L’accusation, dira l’histoire, était prématurée ; ce n’est pas à l’heure fugitive où il brava l’opinion germanique, mais à celle où, comme le dit la dépêche du Livre Jaune, il « cessa d’être pacifique, » lorsqu’il prit bravement son parti de mettre le feu à l’Europe par peur des « pommes cuites » de ses sujets, que fut commise l’effroyable lâcheté : les millions d’hommes immolés par l’Empereur allemand pour recouvrer les applaudissemens de la presse, de la tribune et de la rue, dont la privation lui était insupportable. L’opinion allemande est aujourd’hui, dit-on, retournée en faveur du père contre le fils, devenu antipathique.


I

Si l’Allemagne toute seule a pu déchaîner la guerre, passionnément voulue par elle, il n’est plus en son pouvoir d’échapper aux conséquences de son acte. Les ennemis mêmes, dont elle devra subir la loi, ne pourront réparer de longtemps le désastre où elle a entraîné l’Europe. Elle en sera la première victime dans sa prospérité, faite de spéculation et de volonté laborieuse, un, peu artificielle cependant, qu’une longue paix seule pouvait consolider. Mais aussi la face du monde économique en sera tout entière changée.

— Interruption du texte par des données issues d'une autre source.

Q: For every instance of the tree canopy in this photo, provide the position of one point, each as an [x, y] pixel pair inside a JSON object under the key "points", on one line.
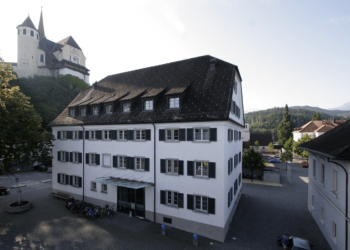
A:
{"points": [[253, 160], [22, 138], [285, 128]]}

L’Europe, par droit d’aînesse et d’efforts accumulés, avait sur l’univers, sinon la domination positive, du moins une suprématie incontestée. Elle avait été le professeur, et elle demeurait le fournisseur et le banquier ; or, l’élève s’affranchit plus aisément des leçons que le client ne se passe de marchandises ou le travailleur de capitaux. L’Europe régnait donc par ses usines et par son argent. Cette lutte titanique, dont l’issue n’est pas douteuse, mais dont la fin ne saurait être immédiate, a révélé à l’Europe son âme qu’elle ignorait peut-être : depuis deux ans, par milliers, des héros ont surgi, si supérieurs à la nature humaine, qu’aucune légende antique, aucun roman du Moyen Age n’aurait su les imaginer tels et en tel nombre ; des monstres aussi ont apparu, artisans de barbaries qui, dans le passé même, semblaient improbables.